Вдали раздался вой. Одна из теней сгустилась и приблизилась.
– Вильгельм, здравствуй! Ты совсем замерз, простудишься, пойдем. Что с тобой? Ты что, не слышишь?
Я встряхнулся.
– Андрюха?! Какими судьбами?
Передо мной стоял Лучников. Он отпустил пшеничные усы и вообще выглядел превосходно.

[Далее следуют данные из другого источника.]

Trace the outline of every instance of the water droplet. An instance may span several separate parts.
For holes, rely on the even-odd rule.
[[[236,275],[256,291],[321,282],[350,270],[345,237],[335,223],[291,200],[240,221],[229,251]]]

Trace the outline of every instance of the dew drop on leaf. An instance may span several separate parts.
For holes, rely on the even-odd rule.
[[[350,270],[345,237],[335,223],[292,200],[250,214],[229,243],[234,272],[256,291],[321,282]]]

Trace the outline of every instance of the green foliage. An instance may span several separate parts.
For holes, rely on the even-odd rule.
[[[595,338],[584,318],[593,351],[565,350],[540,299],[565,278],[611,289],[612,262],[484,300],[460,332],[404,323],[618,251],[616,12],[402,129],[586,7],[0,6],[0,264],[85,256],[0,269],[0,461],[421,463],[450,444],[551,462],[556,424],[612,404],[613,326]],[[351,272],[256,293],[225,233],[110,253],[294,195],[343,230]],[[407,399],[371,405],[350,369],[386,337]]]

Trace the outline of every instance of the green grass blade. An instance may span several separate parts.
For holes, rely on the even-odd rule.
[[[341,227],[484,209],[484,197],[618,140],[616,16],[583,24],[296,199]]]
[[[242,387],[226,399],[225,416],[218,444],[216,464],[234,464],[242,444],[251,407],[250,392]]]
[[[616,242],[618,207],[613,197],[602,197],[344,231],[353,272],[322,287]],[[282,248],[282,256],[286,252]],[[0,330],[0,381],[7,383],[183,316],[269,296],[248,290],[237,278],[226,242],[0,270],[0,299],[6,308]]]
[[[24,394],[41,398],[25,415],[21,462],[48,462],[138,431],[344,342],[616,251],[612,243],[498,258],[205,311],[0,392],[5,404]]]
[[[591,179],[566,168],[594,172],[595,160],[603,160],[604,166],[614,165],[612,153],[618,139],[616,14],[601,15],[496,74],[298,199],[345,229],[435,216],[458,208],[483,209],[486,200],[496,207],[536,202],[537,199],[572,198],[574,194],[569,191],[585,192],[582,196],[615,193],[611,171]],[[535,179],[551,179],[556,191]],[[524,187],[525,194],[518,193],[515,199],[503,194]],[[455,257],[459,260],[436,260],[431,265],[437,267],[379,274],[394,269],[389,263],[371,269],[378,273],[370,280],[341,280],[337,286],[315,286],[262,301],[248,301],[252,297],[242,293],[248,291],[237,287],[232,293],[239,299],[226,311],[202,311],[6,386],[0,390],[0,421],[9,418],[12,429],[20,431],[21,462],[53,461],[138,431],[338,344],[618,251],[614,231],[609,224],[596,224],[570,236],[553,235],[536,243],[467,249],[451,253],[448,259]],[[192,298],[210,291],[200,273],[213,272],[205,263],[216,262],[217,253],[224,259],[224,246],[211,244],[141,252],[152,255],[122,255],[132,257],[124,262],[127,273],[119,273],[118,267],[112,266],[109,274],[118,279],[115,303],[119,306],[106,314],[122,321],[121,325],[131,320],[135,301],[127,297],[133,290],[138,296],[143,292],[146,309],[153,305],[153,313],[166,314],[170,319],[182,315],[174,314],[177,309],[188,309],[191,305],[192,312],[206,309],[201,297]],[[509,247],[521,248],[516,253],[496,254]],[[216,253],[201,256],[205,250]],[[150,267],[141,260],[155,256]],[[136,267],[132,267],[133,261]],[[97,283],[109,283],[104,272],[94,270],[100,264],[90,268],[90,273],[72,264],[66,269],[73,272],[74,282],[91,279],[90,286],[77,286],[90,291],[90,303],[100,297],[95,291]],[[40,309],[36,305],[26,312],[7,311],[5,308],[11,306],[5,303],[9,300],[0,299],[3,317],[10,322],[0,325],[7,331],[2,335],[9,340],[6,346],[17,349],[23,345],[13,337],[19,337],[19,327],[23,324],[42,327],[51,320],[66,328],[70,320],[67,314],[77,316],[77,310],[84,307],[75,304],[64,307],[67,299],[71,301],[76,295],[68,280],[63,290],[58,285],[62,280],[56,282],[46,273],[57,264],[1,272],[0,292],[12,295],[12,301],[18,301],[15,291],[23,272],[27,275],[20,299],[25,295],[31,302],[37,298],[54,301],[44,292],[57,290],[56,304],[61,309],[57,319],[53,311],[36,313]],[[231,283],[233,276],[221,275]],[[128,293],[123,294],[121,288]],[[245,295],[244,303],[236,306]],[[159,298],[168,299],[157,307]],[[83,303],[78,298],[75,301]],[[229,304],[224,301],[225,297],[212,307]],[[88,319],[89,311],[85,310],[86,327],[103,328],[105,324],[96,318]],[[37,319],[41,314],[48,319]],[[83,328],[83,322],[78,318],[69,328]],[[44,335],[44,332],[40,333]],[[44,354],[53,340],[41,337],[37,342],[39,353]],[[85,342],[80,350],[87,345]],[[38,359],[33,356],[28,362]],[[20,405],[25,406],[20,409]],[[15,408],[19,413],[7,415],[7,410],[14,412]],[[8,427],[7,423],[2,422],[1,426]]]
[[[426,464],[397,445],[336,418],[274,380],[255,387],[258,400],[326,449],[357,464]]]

– Боббер дал мне этот адрес, сказал, что ты сегодня здесь будешь, на могиле матери. – Лучников тактично замялся. – Просил приехать, поддержать тебя, он беспокоится. Достал мне визу, купил билеты, все организовал. Знаешь, он теперь в Готенбурге самый крутой. Такой молодец!

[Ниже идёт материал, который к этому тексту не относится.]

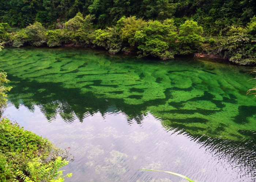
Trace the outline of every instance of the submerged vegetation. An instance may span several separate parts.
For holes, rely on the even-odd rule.
[[[9,82],[7,76],[0,72],[0,116],[6,106],[6,92],[12,88],[4,85]],[[47,139],[7,119],[0,120],[0,181],[63,181],[72,175],[63,176],[63,171],[58,171],[68,163],[67,157]]]

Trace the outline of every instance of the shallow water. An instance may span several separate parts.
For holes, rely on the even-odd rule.
[[[4,115],[68,148],[67,181],[256,179],[251,68],[57,48],[6,48]],[[70,148],[70,149],[69,149]]]

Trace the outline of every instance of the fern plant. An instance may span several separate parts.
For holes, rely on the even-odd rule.
[[[20,170],[16,171],[16,175],[19,177],[15,182],[21,179],[26,182],[61,182],[64,178],[69,178],[72,173],[63,176],[64,170],[58,170],[68,163],[68,161],[63,159],[61,157],[57,157],[54,161],[45,163],[39,158],[36,158],[31,162],[27,164],[25,173]]]

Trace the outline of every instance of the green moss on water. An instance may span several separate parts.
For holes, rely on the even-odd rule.
[[[99,53],[100,54],[99,54]],[[252,137],[256,101],[246,96],[249,67],[180,59],[169,62],[112,56],[64,48],[6,49],[0,67],[14,88],[9,100],[18,108],[40,106],[49,120],[66,121],[111,106],[140,123],[150,112],[164,127],[193,136],[231,140]],[[141,118],[141,119],[140,119]]]

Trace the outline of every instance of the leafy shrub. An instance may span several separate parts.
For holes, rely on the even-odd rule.
[[[28,36],[24,30],[17,32],[12,36],[12,46],[19,47],[24,45],[27,42]]]
[[[54,160],[58,149],[47,139],[4,118],[0,122],[0,164],[4,165],[0,165],[0,181],[34,180],[41,174],[44,179],[62,178],[57,170],[67,162],[60,157]],[[46,159],[50,162],[45,162]]]
[[[188,54],[200,49],[204,40],[201,36],[203,32],[203,28],[193,20],[187,20],[181,25],[178,37],[180,54]]]
[[[24,30],[27,35],[27,40],[32,46],[40,46],[46,43],[45,29],[41,23],[36,21]]]
[[[0,23],[0,43],[9,41],[11,35],[7,32],[7,30],[10,28],[8,23]]]
[[[135,41],[141,50],[140,56],[151,55],[162,59],[173,58],[176,28],[172,19],[163,23],[150,20],[142,30],[135,32]]]
[[[247,24],[247,31],[248,33],[256,36],[256,16],[252,18],[251,22]]]
[[[63,160],[60,157],[47,163],[39,158],[35,158],[27,164],[25,173],[18,170],[15,174],[25,181],[62,182],[65,177],[71,177],[72,173],[63,176],[63,170],[58,170],[68,163],[68,161]],[[19,182],[19,180],[17,179],[14,181]]]
[[[225,56],[239,64],[256,63],[256,44],[252,36],[241,33],[229,37],[223,46],[226,49]]]
[[[65,42],[75,44],[89,44],[92,41],[92,34],[94,31],[92,23],[94,19],[94,16],[90,15],[84,17],[79,12],[65,22],[64,35]]]
[[[123,26],[121,28],[122,39],[128,41],[131,46],[134,46],[136,42],[134,37],[136,31],[142,30],[147,22],[142,19],[138,19],[136,16],[130,16],[125,19],[122,17],[118,21],[118,24]]]
[[[216,41],[215,40],[215,39],[213,38],[210,38],[209,39],[209,40],[208,40],[208,42],[209,42],[209,43],[212,46],[215,45],[216,43]]]
[[[46,33],[47,45],[50,47],[61,45],[62,32],[61,30],[49,30]]]
[[[0,116],[1,116],[3,110],[6,105],[7,99],[5,97],[7,96],[6,92],[10,91],[11,87],[6,87],[4,85],[9,82],[7,78],[6,73],[3,71],[0,72]]]
[[[96,30],[93,43],[98,46],[104,47],[112,54],[118,52],[122,48],[122,41],[116,27]]]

– Андрюха! Я так рад тебя видеть! Здорово, что ты приехал. Я и правда немного депресснул, как-то все навалилось… Ну ладно, пойдем, пойдем…
Мы добрались до станции и уселись в электричку, направляющуюся в Петербург.

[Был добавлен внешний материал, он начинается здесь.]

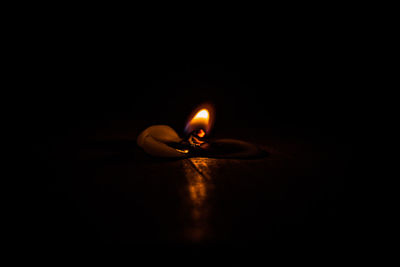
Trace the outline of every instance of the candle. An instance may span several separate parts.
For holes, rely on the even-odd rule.
[[[179,143],[182,138],[168,125],[154,125],[145,129],[137,138],[137,144],[143,150],[156,157],[181,158],[188,150],[179,150],[169,146],[170,143]]]

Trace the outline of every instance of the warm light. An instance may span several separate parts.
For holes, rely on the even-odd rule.
[[[202,109],[194,115],[189,124],[198,127],[198,130],[206,129],[209,123],[210,113],[207,109]]]
[[[204,137],[211,130],[213,123],[213,107],[211,105],[202,105],[201,108],[195,110],[185,127],[187,134],[198,131],[199,137]]]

– Рассказывай, как там, в Готии, что? Действительно «перестройка»? Большие изменения?
– Не поверишь, Вильгельм! Действительно большие изменения. Как ты уехал, так все и началось. Всего полгода прошло, и такие изменения! Никто не ожидал.
В принципе, я знал. Сидя целыми днями в Восточной Москве перед телевизором, я и не мог не знать, что происходит на Дону и в Крыму. Дискуссии о процессах, инициированных Алларихом Сергеевичем, были очень жаркими и занимали значительное место в репертуаре и Шустер, и Пушковой, и Штопаного, и других обозревателей. Одна из причин, по которой меня не очень воодушевляла работа по исследованию «Тихого Дона», как раз и заключалась в том, что официальная задача, поставленная мне СД через Умберто, вроде бы была выполнена. Дорогой Леопольд Ильич отправился на пенсию, введенная Алларихом Сергеевичем гласность поднимала острые вопросы готской идентичности и без всяких там Крюковых или Шолоховых. Я, конечно, с самого начала догадывался о том, что теперь знал точно: за предложением Умберто исследовать роман стоит нечто иное, гораздо более важное и загадочное. Тем не менее, быстро идущая на Дону перестройка энтузиазма не прибавляла. К зиме, кстати, там стали появляться публикации и про Шолохова. Говорили, что пора бы издавать «Тихий Дон». Одним словом, первым певцом новой исторической концепции я стать не успевал, а быть десятым или двадцатым… Кабы не новая информация, окончательно изменившая мое представление обо всем этом деле, я, наверное, совсем забросил бы писанину.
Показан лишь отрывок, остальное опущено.